For more interesting instances to try (since 9x9 Sudoku is trivial to solve for a computer), see the list of examples included starting here: https://github.com/Gecode/gecode/blob/master/examples/sudoku.cpp#L672

A 25x25 Sudoku is surprisingly hard to solve actually.

I’ve done a quite small (47 LOC) Haskell solution for this a couple of years ago. Turns out solving Sudokus is quite simple. Blogpost/Code. The basis is just going over the whole grid, pruning possibilities per field, filling in the ones with just one possible solution. Rinse and repeat until you’re done. Very fun exercise to learn a new language as well.

Um, resolving single candidates is not enough to solve most Sudoku puzzles.

Yeah generally on “hard” boards you’ll have to randomly pick a value for a couple, then do a DFS on that choice and subsequent choices.

Depends on the level of inference one is willing to implement.

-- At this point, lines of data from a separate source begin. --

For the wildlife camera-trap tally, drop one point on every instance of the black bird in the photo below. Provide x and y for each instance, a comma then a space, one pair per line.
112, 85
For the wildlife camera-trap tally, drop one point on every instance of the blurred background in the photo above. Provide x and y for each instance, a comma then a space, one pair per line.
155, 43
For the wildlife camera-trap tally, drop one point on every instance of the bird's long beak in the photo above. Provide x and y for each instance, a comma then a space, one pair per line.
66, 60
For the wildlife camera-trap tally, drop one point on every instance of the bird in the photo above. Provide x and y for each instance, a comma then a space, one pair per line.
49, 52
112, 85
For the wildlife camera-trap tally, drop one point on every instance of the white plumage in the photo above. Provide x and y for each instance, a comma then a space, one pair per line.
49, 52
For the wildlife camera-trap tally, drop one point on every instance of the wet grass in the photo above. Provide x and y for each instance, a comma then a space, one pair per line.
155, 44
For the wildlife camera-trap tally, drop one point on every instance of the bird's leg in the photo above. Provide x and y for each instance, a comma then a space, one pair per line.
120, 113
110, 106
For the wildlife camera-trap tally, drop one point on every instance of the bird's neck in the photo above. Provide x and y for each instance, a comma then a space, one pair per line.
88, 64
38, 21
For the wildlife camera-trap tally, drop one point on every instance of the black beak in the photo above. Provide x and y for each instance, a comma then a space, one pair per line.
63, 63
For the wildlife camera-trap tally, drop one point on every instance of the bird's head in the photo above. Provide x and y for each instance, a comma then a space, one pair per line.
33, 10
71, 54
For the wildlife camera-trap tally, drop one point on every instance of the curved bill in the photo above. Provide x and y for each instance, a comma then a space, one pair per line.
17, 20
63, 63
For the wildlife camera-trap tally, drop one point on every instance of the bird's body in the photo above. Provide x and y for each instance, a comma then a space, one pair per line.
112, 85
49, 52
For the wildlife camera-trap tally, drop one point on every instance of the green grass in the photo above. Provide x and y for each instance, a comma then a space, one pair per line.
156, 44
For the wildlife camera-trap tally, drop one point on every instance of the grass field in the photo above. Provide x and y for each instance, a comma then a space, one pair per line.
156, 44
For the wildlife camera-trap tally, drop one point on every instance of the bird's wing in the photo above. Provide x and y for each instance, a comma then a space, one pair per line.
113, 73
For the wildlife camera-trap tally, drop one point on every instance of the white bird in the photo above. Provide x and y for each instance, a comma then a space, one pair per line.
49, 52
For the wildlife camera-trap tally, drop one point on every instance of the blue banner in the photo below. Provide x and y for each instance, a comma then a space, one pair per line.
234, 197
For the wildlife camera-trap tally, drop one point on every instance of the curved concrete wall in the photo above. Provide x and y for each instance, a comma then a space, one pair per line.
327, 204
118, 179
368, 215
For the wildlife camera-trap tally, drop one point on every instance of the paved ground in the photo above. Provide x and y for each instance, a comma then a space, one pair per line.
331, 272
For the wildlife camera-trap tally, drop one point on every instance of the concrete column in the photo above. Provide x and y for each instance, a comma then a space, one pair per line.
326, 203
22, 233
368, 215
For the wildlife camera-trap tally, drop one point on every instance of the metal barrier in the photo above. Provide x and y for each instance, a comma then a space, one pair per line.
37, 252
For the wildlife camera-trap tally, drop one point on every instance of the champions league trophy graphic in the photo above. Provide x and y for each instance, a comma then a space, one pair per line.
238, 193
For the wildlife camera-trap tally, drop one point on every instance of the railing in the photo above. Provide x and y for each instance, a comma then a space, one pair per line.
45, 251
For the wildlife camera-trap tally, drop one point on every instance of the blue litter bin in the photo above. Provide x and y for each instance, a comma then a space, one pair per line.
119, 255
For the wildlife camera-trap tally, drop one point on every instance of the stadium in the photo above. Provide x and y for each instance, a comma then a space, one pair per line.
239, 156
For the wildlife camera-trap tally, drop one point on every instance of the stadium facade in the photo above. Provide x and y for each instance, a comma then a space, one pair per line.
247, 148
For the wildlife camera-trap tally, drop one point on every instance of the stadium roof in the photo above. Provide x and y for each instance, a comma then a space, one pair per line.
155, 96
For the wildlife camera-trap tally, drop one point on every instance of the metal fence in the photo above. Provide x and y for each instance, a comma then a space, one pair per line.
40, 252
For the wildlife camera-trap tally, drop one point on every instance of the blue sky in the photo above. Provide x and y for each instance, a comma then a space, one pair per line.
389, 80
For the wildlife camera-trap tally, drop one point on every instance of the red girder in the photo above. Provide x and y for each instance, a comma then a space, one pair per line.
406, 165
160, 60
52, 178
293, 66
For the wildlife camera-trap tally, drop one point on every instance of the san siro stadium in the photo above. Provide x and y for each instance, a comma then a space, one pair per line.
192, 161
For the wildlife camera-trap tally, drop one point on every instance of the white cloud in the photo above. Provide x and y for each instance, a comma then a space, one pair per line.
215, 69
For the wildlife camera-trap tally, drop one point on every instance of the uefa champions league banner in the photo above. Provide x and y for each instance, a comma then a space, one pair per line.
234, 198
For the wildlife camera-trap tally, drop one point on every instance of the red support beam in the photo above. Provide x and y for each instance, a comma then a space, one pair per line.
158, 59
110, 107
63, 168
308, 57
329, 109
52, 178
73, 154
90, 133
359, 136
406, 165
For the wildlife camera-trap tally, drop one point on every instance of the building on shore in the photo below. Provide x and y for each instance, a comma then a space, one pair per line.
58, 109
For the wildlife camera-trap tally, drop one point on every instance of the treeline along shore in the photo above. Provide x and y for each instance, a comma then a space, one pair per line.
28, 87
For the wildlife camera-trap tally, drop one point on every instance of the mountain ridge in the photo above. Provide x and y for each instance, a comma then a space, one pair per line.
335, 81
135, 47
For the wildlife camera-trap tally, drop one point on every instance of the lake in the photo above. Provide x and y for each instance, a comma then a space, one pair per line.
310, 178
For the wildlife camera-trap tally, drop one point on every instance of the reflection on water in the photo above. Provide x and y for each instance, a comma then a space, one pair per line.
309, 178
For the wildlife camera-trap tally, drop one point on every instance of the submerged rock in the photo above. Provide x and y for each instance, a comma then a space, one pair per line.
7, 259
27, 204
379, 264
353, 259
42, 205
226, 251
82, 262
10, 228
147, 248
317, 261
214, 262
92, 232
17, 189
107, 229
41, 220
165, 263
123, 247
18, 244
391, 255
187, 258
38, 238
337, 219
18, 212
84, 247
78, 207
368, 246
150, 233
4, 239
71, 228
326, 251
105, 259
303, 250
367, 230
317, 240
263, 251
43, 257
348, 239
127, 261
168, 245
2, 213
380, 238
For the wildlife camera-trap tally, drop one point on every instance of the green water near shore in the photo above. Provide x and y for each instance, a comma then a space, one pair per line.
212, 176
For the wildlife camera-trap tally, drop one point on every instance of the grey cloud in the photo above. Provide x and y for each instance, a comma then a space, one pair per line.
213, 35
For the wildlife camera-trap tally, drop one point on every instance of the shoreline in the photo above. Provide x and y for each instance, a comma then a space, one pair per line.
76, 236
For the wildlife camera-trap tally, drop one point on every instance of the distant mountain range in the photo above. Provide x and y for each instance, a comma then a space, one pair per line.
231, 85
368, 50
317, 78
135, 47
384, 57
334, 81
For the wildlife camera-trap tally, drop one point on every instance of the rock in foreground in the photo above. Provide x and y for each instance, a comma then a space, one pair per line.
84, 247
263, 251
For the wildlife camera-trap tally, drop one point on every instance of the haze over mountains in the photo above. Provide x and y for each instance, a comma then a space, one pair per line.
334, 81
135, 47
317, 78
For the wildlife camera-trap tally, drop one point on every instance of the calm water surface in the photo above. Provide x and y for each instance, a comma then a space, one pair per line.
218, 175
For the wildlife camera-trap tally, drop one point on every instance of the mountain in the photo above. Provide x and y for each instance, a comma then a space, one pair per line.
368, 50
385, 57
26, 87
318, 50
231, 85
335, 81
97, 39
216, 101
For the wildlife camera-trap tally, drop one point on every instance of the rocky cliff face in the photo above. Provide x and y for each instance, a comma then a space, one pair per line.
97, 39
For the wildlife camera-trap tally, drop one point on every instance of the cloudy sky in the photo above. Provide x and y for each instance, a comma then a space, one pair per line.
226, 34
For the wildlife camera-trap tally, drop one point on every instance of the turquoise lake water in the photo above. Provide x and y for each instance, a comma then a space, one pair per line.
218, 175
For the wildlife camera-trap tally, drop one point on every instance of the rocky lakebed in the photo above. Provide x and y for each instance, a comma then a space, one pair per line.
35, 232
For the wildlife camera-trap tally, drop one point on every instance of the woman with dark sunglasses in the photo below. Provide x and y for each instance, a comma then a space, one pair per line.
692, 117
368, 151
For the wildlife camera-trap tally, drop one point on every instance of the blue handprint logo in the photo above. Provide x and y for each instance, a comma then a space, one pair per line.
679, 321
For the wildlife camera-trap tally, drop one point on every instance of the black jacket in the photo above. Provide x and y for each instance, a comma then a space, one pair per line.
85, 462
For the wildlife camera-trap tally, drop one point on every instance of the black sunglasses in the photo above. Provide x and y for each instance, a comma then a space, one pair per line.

Full inference for each row/column/square individually plus something called shaving/singleton arc consistency/several other names which means to do the hypothesis test for each square/value pair “If this square was assigned this value, would that lead to an inconsistency?” is enough to solve all 9x9 Sudokus without search empirically. For details, see Sudoku as a Constraint Problem by Helmut Simonis.

That just sounds hugely frustrating. I usually just solve them by elimination, but I don’t really do super hard ones.